Wednesday, November 6, 2013

Humble

I hate needing people.

I would so prefer to remain independent and aloof. It's easier. People can't hurt you if you don't let yourself open up to them.

Already this year at Asbury, God has been teaching me lessons of dependance and trust. I'm learning to trust my friends. To trust that they really are friends, in the truest sense. To trust that when they say they'd do something for me, they really mean it. To trust that they really do love me.

But a leg scooter is a whole new level of dependance.

I knew something was wrong when after two and a half months in a boot, my foot still had not healed enough for me to walk on it. When I went home for Fall Break, I saw an orthopedist and got an MRI. The results: my foot is fractured and a ligament is partially torn.

The doctor suggested a leg scooter, insisting that I need to be completely off my foot for at least a month in order for it to heal.

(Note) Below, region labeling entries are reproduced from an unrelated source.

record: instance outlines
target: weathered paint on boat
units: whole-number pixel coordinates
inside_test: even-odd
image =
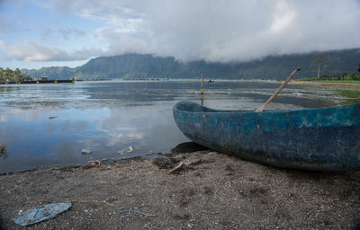
[[[180,102],[173,113],[194,142],[244,159],[313,171],[360,169],[360,103],[256,112]]]

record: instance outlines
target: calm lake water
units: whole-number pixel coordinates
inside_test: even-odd
[[[255,110],[277,84],[216,81],[205,84],[204,105]],[[88,160],[150,157],[187,142],[173,105],[200,102],[200,82],[76,82],[0,85],[0,172]],[[270,109],[316,108],[333,103],[336,89],[288,85]],[[126,149],[134,146],[132,153]],[[83,150],[92,154],[83,155]],[[121,154],[124,152],[123,154]]]

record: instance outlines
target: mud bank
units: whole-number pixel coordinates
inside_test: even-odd
[[[68,211],[26,229],[357,229],[360,172],[279,169],[213,151],[0,174],[0,228],[50,202]],[[147,217],[126,212],[155,214]]]

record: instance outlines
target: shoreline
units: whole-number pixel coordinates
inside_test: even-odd
[[[212,150],[112,164],[0,173],[0,229],[50,202],[68,211],[28,229],[259,229],[360,226],[360,172],[315,172]],[[119,212],[134,209],[157,217]]]
[[[310,84],[310,85],[326,85],[326,86],[354,86],[360,87],[360,83],[331,83],[331,82],[306,82],[306,81],[290,81],[289,84]]]

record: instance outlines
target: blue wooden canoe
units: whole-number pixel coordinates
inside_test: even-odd
[[[180,102],[173,112],[187,137],[211,149],[286,168],[360,169],[360,103],[256,112]]]

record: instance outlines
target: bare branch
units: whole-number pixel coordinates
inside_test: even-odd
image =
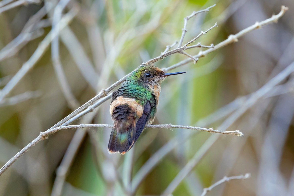
[[[198,42],[198,43],[197,44],[195,45],[193,45],[193,46],[187,46],[186,48],[186,49],[190,49],[191,48],[212,48],[214,47],[214,45],[213,45],[213,43],[212,43],[210,45],[210,46],[204,46],[202,45],[201,43]]]
[[[270,91],[274,86],[293,72],[294,62],[290,64],[254,93],[253,96],[244,103],[240,108],[226,119],[220,126],[220,128],[227,128],[245,112],[248,108],[253,106],[258,100]],[[218,135],[212,135],[205,141],[195,154],[193,158],[180,171],[166,189],[164,191],[164,192],[166,194],[166,195],[168,194],[168,193],[172,192],[191,170],[196,166],[204,154],[217,140],[218,137]]]
[[[198,11],[194,11],[191,15],[187,16],[184,19],[184,28],[182,29],[183,32],[182,33],[182,36],[181,36],[181,38],[180,39],[180,42],[179,43],[179,45],[178,46],[178,48],[181,48],[182,46],[182,44],[183,44],[183,41],[184,41],[184,38],[185,37],[185,36],[186,35],[186,33],[187,33],[187,23],[188,23],[188,21],[189,20],[189,19],[193,16],[196,16],[198,14],[202,12],[205,12],[209,11],[210,9],[214,7],[216,5],[216,4],[215,4],[214,5],[211,6],[210,7],[208,7],[208,8],[205,9],[200,10]]]
[[[239,38],[253,30],[260,29],[263,26],[273,22],[277,22],[279,19],[288,10],[288,7],[285,7],[284,6],[282,6],[280,11],[276,15],[273,15],[271,18],[260,22],[256,22],[254,24],[243,29],[237,33],[235,35],[230,35],[229,36],[228,39],[215,46],[213,48],[210,48],[204,51],[200,51],[198,54],[194,56],[193,57],[195,58],[204,57],[212,52],[222,48],[228,44],[237,42],[238,39]],[[185,65],[188,63],[191,62],[192,61],[191,59],[188,58],[180,62],[168,67],[164,68],[163,70],[167,71],[171,69],[175,69],[180,66]]]
[[[220,126],[220,129],[227,128],[242,114],[249,108],[250,107],[252,106],[256,103],[259,99],[263,96],[264,96],[265,98],[268,97],[268,96],[266,96],[267,95],[268,93],[270,93],[270,92],[271,92],[273,88],[293,72],[294,72],[294,62],[270,80],[266,84],[256,92],[251,94],[249,97],[246,96],[236,99],[231,103],[220,108],[213,114],[208,116],[207,117],[206,117],[204,119],[200,119],[198,121],[199,123],[198,123],[196,124],[200,124],[203,126],[203,125],[206,124],[205,122],[208,121],[207,120],[205,120],[205,119],[210,119],[209,120],[211,121],[210,122],[212,123],[213,122],[211,122],[211,120],[210,119],[213,119],[213,120],[217,120],[219,119],[220,116],[225,116],[239,108],[240,106],[243,105],[243,108],[241,108],[239,110],[236,111],[227,118],[230,119],[227,122],[225,121]],[[274,96],[274,95],[273,95]],[[170,140],[168,142],[157,150],[141,167],[134,177],[133,181],[133,183],[132,186],[132,192],[134,192],[138,189],[143,180],[166,155],[179,144],[185,142],[187,140],[191,138],[193,135],[194,135],[194,133],[192,134],[188,134],[184,138],[181,138],[180,141],[179,141],[177,138],[174,138],[173,140]],[[190,162],[190,163],[189,165],[188,165],[187,164],[186,165],[187,167],[188,167],[190,168],[190,171],[196,165],[204,154],[217,140],[219,135],[212,135],[205,141],[204,144],[201,146],[201,148],[190,161],[191,162]],[[192,161],[193,161],[193,162]],[[166,189],[167,192],[169,193],[172,192],[176,187],[178,183],[181,182],[185,177],[190,172],[187,172],[187,170],[186,169],[184,169],[185,168],[184,167],[184,168],[178,174],[174,180],[171,183],[170,185]]]
[[[155,57],[154,58],[153,58],[152,59],[149,60],[146,62],[146,63],[155,63],[157,61],[158,61],[160,60],[162,60],[165,57],[169,56],[170,55],[173,54],[174,54],[175,53],[181,53],[181,52],[185,50],[186,49],[186,48],[187,47],[187,46],[189,44],[190,44],[193,41],[196,40],[197,39],[199,38],[199,37],[201,37],[202,36],[204,35],[206,33],[212,29],[213,28],[216,27],[218,26],[217,25],[216,23],[214,25],[212,26],[209,29],[208,29],[206,30],[206,31],[205,32],[203,32],[203,31],[201,31],[200,33],[199,34],[198,36],[197,36],[196,37],[190,41],[187,42],[186,44],[185,44],[183,47],[181,47],[180,48],[178,48],[175,49],[174,49],[171,51],[168,51],[165,53],[163,53],[160,55],[160,56],[158,56],[157,57]],[[196,59],[197,58],[195,58],[195,59]]]
[[[208,192],[211,190],[213,188],[217,186],[218,186],[221,184],[225,182],[228,182],[232,180],[240,180],[247,179],[250,177],[250,174],[247,173],[245,175],[240,175],[236,176],[231,176],[230,177],[227,177],[225,176],[221,180],[218,181],[216,182],[211,186],[208,188],[206,188],[203,190],[203,192],[201,196],[204,196]]]
[[[243,35],[244,35],[246,33],[247,33],[251,31],[256,29],[260,28],[262,26],[272,22],[276,22],[277,21],[278,19],[284,14],[285,12],[287,10],[287,8],[284,6],[282,6],[282,10],[281,10],[281,11],[277,15],[274,15],[271,18],[260,22],[257,23],[241,31],[239,33],[235,35],[230,36],[229,36],[229,37],[228,38],[228,39],[219,43],[216,46],[215,46],[214,48],[209,48],[204,52],[201,51],[201,52],[200,52],[199,54],[197,55],[194,56],[193,57],[196,59],[197,58],[202,57],[205,56],[205,55],[214,51],[217,49],[220,48],[221,48],[222,47],[223,47],[223,46],[224,46],[229,43],[237,41],[238,38],[243,36]],[[43,41],[44,41],[43,40]],[[49,42],[49,43],[50,43],[50,42]],[[49,44],[49,43],[48,44]],[[45,46],[46,46],[46,45],[45,45]],[[39,59],[40,56],[41,56],[41,54],[41,54],[40,55],[40,55],[40,56],[37,56],[38,58],[37,58],[37,60]],[[34,56],[33,55],[33,56]],[[31,58],[32,58],[33,56],[32,56]],[[35,59],[36,57],[35,56],[34,56],[34,61],[36,61]],[[152,60],[151,60],[151,61],[152,61]],[[190,59],[189,59],[188,60],[185,60],[184,61],[183,61],[178,63],[177,63],[176,64],[174,65],[173,66],[171,66],[170,67],[167,68],[166,68],[165,70],[167,71],[176,68],[178,66],[181,66],[183,65],[186,64],[187,63],[188,63],[191,62],[191,61],[192,61],[191,60],[190,60]],[[35,63],[35,61],[33,61],[33,62],[34,63],[33,63],[33,64],[34,64],[34,63]],[[294,63],[293,63],[293,64],[294,64]],[[31,67],[32,67],[32,66],[29,67],[29,66],[30,65],[30,64],[29,64],[28,65],[27,65],[26,66],[25,66],[25,68],[23,68],[24,69],[25,69],[24,71],[24,71],[23,71],[21,72],[21,73],[19,74],[19,75],[20,75],[20,76],[18,75],[16,76],[16,76],[15,76],[15,77],[17,76],[17,77],[16,77],[16,79],[15,79],[14,80],[13,80],[13,78],[11,81],[13,80],[14,80],[14,81],[13,82],[11,82],[11,81],[10,82],[10,82],[9,83],[9,84],[8,84],[7,85],[6,85],[6,86],[3,88],[2,91],[1,93],[1,94],[0,94],[0,100],[5,97],[5,96],[6,96],[6,95],[7,95],[11,91],[11,90],[14,88],[15,85],[19,81],[20,79],[21,79],[21,78],[23,77],[24,75],[25,75],[26,73],[28,71],[29,69]],[[29,68],[25,67],[27,66],[29,66]],[[23,67],[24,67],[24,66],[23,66]],[[18,73],[19,72],[20,72],[19,71],[19,72],[18,72]],[[3,173],[5,172],[5,171],[6,171],[6,170],[7,170],[7,169],[12,164],[15,162],[19,157],[23,154],[24,153],[28,150],[30,148],[31,148],[31,147],[34,145],[36,144],[37,143],[41,140],[44,139],[44,135],[43,133],[47,133],[46,132],[47,131],[51,131],[52,130],[53,130],[53,129],[56,128],[61,125],[67,125],[69,124],[70,123],[71,123],[74,120],[78,119],[79,118],[80,118],[83,115],[84,115],[92,111],[93,110],[96,108],[96,107],[98,107],[98,106],[99,105],[105,101],[106,100],[109,99],[110,98],[110,96],[109,95],[108,96],[107,95],[108,93],[110,93],[111,91],[113,90],[116,86],[117,86],[119,84],[125,81],[127,77],[129,76],[130,74],[129,73],[127,76],[126,76],[124,77],[113,84],[112,85],[106,89],[105,90],[103,90],[101,91],[100,92],[98,93],[98,95],[97,95],[90,100],[89,100],[81,106],[80,107],[77,109],[75,110],[73,112],[59,122],[58,123],[50,128],[50,129],[44,132],[43,132],[42,134],[40,134],[38,137],[32,141],[26,147],[24,148],[21,150],[19,152],[19,153],[14,156],[13,157],[11,158],[11,159],[9,161],[6,163],[2,167],[2,168],[0,169],[0,175],[3,174]],[[17,75],[17,74],[16,75]],[[19,76],[20,76],[20,78]],[[6,89],[5,89],[5,90],[4,91],[4,89],[5,89],[5,87],[6,87],[7,86],[8,86],[9,88],[9,87],[7,87],[6,88]],[[3,91],[5,92],[5,93],[3,93]],[[106,96],[107,96],[106,97]],[[93,103],[96,102],[100,99],[105,97],[105,97],[103,99],[99,100],[99,101],[97,102],[97,103],[95,103],[94,104],[93,104]],[[45,136],[45,137],[46,137],[46,136]],[[216,138],[217,138],[217,137],[216,137]],[[139,182],[139,183],[140,182]],[[138,184],[136,185],[136,187],[134,187],[135,189],[136,189],[137,188],[139,184]]]
[[[34,140],[32,142],[27,145],[25,147],[23,148],[17,154],[14,155],[8,162],[6,163],[0,169],[0,175],[5,172],[9,167],[19,157],[28,150],[30,148],[34,146],[39,142],[45,139],[48,138],[48,137],[50,135],[63,129],[82,129],[88,127],[108,127],[111,128],[113,127],[113,125],[106,125],[102,124],[87,124],[84,125],[81,124],[78,125],[68,125],[59,127],[56,128],[53,128],[47,130],[45,132],[40,133],[40,135]],[[147,125],[146,127],[151,128],[163,128],[166,129],[171,129],[172,128],[181,128],[189,129],[194,129],[204,131],[208,131],[211,133],[224,133],[225,134],[230,134],[238,136],[243,136],[243,134],[238,130],[236,130],[233,131],[220,131],[214,130],[212,128],[206,129],[205,128],[197,127],[191,127],[189,126],[181,126],[179,125],[173,125],[171,124],[167,125]]]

Sure, the leg scooter would be embarrassing, but it wouldn't be that bad, right? Everyone would get a laugh, including me; I'd get some new nicknames. Fun and games, scooting around campus for a month.

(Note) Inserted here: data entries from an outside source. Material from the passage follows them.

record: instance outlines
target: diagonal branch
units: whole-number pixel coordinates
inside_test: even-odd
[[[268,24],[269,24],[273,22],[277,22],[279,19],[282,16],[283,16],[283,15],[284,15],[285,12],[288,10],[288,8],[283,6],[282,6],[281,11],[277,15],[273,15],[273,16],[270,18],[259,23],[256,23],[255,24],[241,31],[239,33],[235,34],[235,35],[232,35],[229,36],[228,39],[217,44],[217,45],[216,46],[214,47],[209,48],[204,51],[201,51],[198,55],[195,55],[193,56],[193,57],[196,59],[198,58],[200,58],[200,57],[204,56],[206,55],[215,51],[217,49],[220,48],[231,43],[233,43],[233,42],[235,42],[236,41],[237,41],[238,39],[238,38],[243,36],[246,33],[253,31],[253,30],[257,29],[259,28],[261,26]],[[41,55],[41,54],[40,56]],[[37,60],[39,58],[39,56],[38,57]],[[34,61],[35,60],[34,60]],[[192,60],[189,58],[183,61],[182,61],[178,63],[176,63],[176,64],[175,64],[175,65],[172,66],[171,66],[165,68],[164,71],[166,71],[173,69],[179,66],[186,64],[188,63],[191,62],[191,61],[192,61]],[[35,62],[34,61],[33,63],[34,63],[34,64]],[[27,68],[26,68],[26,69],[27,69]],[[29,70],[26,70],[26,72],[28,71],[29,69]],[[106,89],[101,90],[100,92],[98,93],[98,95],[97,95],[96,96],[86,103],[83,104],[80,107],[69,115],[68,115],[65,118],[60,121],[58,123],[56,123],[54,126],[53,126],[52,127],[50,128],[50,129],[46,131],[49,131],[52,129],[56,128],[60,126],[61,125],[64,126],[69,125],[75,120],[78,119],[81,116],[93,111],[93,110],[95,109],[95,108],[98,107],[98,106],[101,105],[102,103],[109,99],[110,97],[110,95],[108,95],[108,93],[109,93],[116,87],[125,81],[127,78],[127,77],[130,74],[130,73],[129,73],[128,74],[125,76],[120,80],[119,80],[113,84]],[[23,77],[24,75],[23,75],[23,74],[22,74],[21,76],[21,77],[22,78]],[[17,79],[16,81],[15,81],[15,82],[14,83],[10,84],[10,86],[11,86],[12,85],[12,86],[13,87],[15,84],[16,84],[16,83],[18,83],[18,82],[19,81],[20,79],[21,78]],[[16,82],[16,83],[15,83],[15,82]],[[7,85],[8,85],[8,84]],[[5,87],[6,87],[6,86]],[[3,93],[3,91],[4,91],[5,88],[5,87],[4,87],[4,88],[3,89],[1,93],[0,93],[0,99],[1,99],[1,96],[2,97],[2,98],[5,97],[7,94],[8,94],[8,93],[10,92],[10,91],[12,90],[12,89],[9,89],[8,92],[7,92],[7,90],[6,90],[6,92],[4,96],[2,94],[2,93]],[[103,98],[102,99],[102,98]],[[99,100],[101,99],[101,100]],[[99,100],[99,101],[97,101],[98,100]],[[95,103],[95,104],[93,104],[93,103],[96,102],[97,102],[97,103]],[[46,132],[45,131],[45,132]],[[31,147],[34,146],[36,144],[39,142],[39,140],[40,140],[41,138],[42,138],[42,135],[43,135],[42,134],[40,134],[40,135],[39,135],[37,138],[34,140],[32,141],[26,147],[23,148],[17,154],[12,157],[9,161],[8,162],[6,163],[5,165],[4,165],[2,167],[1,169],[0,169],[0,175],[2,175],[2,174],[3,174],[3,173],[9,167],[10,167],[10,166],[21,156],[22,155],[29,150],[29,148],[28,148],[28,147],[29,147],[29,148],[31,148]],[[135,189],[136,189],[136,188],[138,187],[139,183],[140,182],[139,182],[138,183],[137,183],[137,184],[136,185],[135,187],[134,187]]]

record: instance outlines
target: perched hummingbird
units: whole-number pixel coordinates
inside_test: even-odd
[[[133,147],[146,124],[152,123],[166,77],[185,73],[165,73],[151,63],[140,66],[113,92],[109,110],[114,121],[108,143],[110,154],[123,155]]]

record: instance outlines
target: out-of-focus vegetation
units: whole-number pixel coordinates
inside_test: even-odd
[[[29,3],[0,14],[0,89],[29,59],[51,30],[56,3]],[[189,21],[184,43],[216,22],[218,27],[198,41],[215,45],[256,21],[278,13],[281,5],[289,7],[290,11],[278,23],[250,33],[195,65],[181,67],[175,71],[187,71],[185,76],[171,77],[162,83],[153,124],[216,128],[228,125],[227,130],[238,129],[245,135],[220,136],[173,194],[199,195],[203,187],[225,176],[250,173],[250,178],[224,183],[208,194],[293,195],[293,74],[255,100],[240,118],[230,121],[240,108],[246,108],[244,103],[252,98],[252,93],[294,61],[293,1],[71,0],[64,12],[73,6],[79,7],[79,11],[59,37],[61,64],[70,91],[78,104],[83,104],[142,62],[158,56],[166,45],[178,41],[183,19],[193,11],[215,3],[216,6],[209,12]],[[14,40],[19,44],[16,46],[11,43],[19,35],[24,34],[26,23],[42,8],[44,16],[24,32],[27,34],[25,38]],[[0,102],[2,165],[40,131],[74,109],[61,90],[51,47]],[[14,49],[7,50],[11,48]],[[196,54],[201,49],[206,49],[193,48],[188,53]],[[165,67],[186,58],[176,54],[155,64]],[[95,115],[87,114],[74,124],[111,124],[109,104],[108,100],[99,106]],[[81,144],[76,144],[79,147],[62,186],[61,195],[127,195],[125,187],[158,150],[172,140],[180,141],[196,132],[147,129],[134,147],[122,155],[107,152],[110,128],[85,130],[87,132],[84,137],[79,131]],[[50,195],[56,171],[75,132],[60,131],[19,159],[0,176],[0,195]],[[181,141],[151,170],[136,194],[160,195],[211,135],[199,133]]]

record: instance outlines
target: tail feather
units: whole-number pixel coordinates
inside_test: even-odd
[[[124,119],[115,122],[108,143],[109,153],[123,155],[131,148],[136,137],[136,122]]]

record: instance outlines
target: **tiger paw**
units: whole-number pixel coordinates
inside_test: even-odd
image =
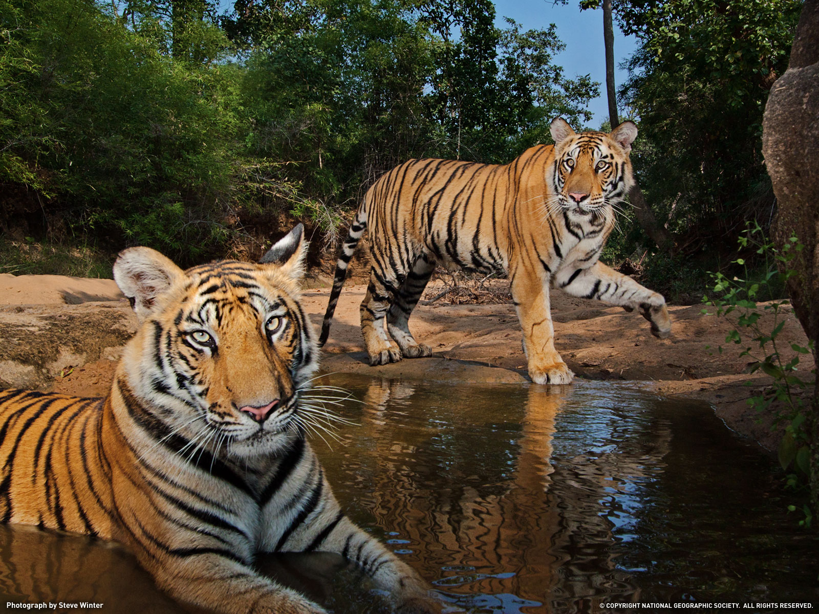
[[[651,323],[651,334],[655,337],[665,339],[671,335],[671,317],[664,302],[658,305],[643,303],[640,314]]]
[[[574,373],[560,360],[548,367],[529,367],[529,377],[536,384],[571,384]]]
[[[419,343],[417,345],[408,345],[401,348],[401,355],[404,358],[427,358],[432,355],[432,348]]]
[[[369,366],[375,367],[378,364],[388,364],[390,363],[397,363],[401,359],[401,350],[398,349],[397,345],[390,345],[385,350],[382,350],[378,352],[369,353]]]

Two days on the scooter and my dream vision is already shattered.

The realization sunk in yesterday morning. I want to cry when I go up the hill to get from my dorm to the rest of campus every morning. The muscles in my left leg have been worked more in the last two days  than they have been all year, and I can feel it. My right knee is bruised and battered from all the new pressure from the scooter. Walking is slow and arduous.

But the worst part?

I can't open doors for myself. I can't carry my own plate in the cafeteria. My friends walk almost at a standstill when they walk next to me. I can see people's eyes on me. Glancing quickly up and away. They feel sorry for me.

And I hate it. I hate that I'm reliant upon other people's kindness to get into my dorm building because I can't open the door. I hate the someone else has to take my dirty dishes to trash line. I hate that when I sit with friends at dinner in the cafeteria, we have to think about where my scooter can and cannot go. I hate that when I go visit my friends at their dorm, I have to call them to open the door for me.

But it's not humiliating.

It's humbling.

How often after this will I see someone struggling to get through the door? How often will I see someone who's having a hard day and trying to mask it with a good attitude? How often will I extend a hand of kindness to someone who needs it, but doesn't want to ask for it?

And so, while I am still adjusting to life on a scooter, I am learning to be thankful for it.

I am thankful that my foot was injured.

I'm thankful I have to be dependent on others in this new and terrifyingly beautiful way.

I'm thankful that God is teaching me to be humble.